There’s no shame in the word programmer and there was no need to culturally appropriate the word engineer from another profession. Bring back the word programmer.
More and more I think the word programmer has come to mean nothing and will continue to lose meaning. More and more people need to program for their work and would not call themselves “programmers” (Scientists, Marketers/DevRel, other Engineering fields, Support, Ops, etc).
BTW, there are people who definitely “Engineer” software they are rare, but they exist, especially at the FAANGs. There are lots of people who have the word “Engineer” in their title that shouldn’t, a fine alternative is “Developer”.
What’s the difference? A developer is implementing a known solution in a specific domain. An engineer is dealing with a significantly unique problem space that has only been addressed by theory, if that. Engineers spend a lot less time programming than Developers do, because their primary occupation is solving tough problems with their colleagues through documentation, RFCs, etc. They often are not the ones who even implement their own ideas. Wait, isn’t that a Software Architect? No. Software Architects plan and documents in known solution space, they aren’t solving unknown problems.
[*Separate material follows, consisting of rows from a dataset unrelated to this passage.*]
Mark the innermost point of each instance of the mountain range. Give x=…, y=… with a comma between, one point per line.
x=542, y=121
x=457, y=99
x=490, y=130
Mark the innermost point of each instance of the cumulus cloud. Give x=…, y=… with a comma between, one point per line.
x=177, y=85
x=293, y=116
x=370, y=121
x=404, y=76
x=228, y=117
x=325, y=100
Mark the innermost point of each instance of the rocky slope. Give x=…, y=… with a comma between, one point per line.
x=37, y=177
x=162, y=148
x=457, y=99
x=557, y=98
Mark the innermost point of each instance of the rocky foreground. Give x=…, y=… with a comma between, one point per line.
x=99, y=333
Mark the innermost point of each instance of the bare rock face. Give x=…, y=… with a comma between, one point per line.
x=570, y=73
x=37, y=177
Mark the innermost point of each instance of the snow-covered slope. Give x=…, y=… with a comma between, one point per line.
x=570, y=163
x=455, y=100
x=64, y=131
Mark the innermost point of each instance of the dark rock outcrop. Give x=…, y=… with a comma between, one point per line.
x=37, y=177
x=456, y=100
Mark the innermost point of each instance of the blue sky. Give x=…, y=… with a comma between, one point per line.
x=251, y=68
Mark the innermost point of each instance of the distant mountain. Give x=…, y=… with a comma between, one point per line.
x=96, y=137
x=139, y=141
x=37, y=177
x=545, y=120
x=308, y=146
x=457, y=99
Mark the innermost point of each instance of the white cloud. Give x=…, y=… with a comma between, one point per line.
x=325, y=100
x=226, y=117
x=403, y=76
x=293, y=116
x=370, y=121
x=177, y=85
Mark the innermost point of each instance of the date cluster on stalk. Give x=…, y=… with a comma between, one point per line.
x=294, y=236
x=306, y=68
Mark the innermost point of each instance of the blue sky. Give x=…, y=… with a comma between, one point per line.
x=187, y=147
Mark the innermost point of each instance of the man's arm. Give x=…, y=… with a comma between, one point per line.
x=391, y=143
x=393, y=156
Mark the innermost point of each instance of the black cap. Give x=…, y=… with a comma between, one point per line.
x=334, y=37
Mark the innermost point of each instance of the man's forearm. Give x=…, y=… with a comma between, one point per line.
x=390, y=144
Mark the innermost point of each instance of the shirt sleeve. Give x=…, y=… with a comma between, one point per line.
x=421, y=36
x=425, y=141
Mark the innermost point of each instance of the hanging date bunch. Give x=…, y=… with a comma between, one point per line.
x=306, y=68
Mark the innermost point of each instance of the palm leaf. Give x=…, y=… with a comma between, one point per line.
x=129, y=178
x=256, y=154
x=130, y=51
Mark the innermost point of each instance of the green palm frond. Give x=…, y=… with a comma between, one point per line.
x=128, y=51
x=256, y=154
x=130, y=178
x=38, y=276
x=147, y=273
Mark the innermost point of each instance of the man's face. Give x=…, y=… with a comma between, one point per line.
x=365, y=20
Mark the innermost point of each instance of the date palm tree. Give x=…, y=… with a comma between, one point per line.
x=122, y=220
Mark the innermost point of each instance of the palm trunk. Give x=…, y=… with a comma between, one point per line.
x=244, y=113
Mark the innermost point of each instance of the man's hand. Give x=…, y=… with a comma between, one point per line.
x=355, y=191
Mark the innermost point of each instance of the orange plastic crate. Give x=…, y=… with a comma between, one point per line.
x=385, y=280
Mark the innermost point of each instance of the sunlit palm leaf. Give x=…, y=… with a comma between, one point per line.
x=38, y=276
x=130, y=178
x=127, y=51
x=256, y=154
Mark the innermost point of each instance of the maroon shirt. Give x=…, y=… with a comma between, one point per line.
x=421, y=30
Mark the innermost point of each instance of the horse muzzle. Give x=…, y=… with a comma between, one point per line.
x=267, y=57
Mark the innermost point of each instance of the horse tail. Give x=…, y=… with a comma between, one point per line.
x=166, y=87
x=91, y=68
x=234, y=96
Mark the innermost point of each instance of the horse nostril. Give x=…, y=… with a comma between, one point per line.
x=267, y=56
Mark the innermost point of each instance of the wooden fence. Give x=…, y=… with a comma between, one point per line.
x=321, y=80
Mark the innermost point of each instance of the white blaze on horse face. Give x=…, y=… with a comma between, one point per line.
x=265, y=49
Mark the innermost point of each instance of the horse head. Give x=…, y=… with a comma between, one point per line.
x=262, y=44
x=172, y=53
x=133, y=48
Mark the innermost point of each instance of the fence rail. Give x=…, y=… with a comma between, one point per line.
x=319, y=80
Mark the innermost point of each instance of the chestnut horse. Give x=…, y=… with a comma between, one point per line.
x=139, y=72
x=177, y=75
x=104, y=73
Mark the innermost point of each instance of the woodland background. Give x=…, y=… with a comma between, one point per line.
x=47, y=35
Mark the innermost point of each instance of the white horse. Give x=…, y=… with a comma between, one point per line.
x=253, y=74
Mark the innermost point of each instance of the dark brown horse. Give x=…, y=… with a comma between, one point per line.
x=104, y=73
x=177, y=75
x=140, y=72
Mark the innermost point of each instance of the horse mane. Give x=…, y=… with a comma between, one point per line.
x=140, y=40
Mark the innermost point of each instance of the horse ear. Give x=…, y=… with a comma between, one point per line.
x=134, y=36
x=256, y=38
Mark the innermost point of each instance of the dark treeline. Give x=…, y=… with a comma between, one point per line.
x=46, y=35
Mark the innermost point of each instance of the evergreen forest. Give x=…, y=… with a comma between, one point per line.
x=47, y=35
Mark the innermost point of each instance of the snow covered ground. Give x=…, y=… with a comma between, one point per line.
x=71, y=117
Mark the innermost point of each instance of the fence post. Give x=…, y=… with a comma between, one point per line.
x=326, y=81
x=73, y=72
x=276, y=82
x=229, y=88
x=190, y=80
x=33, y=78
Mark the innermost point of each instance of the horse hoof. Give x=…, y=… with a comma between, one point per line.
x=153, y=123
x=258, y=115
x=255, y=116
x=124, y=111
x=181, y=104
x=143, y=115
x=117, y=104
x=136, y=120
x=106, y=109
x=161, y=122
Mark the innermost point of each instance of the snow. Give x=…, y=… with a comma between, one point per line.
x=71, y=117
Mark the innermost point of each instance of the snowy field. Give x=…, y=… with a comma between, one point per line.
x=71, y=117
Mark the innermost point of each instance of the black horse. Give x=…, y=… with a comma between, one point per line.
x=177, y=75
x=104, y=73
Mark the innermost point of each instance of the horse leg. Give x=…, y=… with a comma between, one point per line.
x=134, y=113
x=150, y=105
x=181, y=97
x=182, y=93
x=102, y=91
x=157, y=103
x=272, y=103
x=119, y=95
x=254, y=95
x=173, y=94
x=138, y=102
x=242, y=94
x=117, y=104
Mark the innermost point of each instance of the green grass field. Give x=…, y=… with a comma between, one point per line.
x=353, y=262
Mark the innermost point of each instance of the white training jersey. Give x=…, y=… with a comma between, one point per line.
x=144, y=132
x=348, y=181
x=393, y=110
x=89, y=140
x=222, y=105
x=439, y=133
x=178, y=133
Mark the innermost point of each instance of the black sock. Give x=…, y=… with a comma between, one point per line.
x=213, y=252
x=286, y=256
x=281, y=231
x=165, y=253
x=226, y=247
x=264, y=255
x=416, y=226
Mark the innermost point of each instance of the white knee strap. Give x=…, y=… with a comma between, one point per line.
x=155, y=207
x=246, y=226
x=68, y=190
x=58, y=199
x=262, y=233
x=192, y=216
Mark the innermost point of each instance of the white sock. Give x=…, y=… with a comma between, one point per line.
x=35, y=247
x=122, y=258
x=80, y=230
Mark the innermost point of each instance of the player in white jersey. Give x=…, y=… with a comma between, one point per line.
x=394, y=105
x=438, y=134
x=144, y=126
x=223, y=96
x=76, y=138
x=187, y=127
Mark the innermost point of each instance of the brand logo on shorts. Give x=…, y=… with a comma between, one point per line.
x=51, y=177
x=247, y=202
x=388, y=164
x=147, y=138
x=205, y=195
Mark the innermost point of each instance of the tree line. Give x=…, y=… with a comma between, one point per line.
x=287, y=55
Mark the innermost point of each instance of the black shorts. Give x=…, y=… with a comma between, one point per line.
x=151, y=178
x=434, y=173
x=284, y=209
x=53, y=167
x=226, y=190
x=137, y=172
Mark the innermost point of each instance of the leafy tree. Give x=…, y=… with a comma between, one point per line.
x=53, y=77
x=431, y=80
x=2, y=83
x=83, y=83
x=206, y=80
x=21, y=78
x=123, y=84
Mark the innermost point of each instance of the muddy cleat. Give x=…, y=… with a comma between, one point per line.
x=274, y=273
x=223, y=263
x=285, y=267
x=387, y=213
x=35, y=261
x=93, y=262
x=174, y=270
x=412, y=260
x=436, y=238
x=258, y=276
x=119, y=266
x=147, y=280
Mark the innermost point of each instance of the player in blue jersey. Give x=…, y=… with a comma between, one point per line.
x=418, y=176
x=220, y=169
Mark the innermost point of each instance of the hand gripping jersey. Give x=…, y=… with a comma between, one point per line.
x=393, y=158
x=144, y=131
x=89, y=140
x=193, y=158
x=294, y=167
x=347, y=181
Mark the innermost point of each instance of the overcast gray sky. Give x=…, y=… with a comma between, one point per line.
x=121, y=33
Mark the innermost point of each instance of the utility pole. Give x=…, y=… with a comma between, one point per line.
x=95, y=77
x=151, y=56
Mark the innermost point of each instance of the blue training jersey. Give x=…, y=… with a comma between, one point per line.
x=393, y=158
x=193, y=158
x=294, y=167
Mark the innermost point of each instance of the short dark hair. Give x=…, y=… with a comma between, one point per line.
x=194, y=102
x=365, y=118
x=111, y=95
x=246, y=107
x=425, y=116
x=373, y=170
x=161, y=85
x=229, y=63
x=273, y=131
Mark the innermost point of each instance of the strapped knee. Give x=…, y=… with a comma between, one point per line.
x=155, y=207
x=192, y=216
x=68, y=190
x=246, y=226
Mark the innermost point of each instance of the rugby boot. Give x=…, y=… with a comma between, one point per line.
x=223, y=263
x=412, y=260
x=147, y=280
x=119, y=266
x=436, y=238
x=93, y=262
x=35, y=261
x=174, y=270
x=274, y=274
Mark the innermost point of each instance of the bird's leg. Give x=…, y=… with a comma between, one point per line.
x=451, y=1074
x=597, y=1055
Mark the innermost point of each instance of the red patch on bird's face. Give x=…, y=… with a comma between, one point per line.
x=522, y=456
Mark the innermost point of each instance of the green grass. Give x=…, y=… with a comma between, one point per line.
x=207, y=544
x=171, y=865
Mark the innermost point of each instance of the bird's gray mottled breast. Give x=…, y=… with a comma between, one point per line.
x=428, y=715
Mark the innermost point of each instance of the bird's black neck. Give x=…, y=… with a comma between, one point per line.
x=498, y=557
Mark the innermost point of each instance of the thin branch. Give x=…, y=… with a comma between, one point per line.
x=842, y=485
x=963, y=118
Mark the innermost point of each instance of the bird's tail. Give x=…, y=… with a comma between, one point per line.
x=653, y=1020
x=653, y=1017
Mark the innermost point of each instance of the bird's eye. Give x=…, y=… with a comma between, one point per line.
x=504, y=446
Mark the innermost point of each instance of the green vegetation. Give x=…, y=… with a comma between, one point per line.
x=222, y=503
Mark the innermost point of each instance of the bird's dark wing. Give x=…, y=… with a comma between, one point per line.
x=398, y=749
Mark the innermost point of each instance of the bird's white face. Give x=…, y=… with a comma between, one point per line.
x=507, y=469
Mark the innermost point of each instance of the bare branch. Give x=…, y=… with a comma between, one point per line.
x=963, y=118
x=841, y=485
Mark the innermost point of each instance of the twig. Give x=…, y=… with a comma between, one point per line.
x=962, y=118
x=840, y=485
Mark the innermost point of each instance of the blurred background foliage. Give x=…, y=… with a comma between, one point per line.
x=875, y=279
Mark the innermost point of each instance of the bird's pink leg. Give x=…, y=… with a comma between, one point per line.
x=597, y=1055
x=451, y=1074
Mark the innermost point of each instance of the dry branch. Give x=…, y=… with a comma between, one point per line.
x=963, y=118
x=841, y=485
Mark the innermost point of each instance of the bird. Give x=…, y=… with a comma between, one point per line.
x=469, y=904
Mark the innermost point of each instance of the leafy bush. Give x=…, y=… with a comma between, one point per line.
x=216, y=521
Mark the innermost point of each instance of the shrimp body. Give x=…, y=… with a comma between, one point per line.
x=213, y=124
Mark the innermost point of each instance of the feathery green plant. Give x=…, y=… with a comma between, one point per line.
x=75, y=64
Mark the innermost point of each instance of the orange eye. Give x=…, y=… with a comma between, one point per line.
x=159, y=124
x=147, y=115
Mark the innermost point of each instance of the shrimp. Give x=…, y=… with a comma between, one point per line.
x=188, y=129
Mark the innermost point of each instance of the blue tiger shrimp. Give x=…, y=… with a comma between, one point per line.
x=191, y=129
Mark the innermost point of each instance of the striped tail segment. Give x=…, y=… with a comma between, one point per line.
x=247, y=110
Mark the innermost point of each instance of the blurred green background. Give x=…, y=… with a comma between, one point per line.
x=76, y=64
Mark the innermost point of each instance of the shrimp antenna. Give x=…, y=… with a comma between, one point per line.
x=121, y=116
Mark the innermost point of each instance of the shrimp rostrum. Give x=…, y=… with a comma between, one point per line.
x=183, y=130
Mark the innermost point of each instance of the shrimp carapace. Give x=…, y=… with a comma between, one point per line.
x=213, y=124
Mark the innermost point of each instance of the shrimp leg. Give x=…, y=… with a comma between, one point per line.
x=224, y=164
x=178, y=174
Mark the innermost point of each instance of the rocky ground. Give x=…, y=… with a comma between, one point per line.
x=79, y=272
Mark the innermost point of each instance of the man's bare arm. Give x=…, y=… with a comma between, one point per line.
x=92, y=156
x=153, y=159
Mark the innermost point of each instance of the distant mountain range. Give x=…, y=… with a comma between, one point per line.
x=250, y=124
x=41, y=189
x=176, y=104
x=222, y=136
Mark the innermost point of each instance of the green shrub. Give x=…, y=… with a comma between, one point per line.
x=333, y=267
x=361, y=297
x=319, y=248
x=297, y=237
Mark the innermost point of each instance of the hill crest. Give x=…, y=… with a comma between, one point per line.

Most people that I’ve worked with in Software have never worked with a Software Engineer before.
"Engineers spend a lot less time programming than Developers do, because their primary occupation is solving tough problems with their colleagues through documentation, RFCs, etc."
Sorry but 100 times no. Engineering is about understanding and using the laws of nature in scientific terms (mathematics). Strength of materials, thermodynamics, hydraulics, that's the stuff engineers study and do.
Yeah, sorry I omitted what you just said, but computer science is a theory driven branch (of mathematics?) that can be incredibly difficult to implement as much as other engineering fields struggle to implement new theory breakthroughs in other branches of science.
I am doing exactly what you describe as a "Software Engineer", but I would still call myself a Software Developer. Why? Because I don't think your definition is widely accepted like that. I especially think that because the law in my country disagrees.
For me to call myself an engineer legaly I have to have an Engineering degree. I don't have one, so I will not call myself that.
I am a Software Developer. I do the exact same things as the Software Engineer sitting in front of me. We work on the same type of problems in the same Avionic Project. The difference is that he has a PhD and I dont.
>An engineer is dealing with a significantly unique problem space that has only been addressed by theory, if that.
This is a very high standard for defining engineer and I'd guess most practicing engineers don't meet it. Sure, there's people bridging the gap between theory and practice, but most engineering effort goes into applying the same well-understood theory and practice to slightly different situations. I'd posit that your definition of software engineer is closer to what most people would call a research scientist.
To laypeople (like management), 'programmer' means 'a technical person who (for a living) tells computers what to do'. Terms like 'developer' or 'software engineer' are unfamiliar.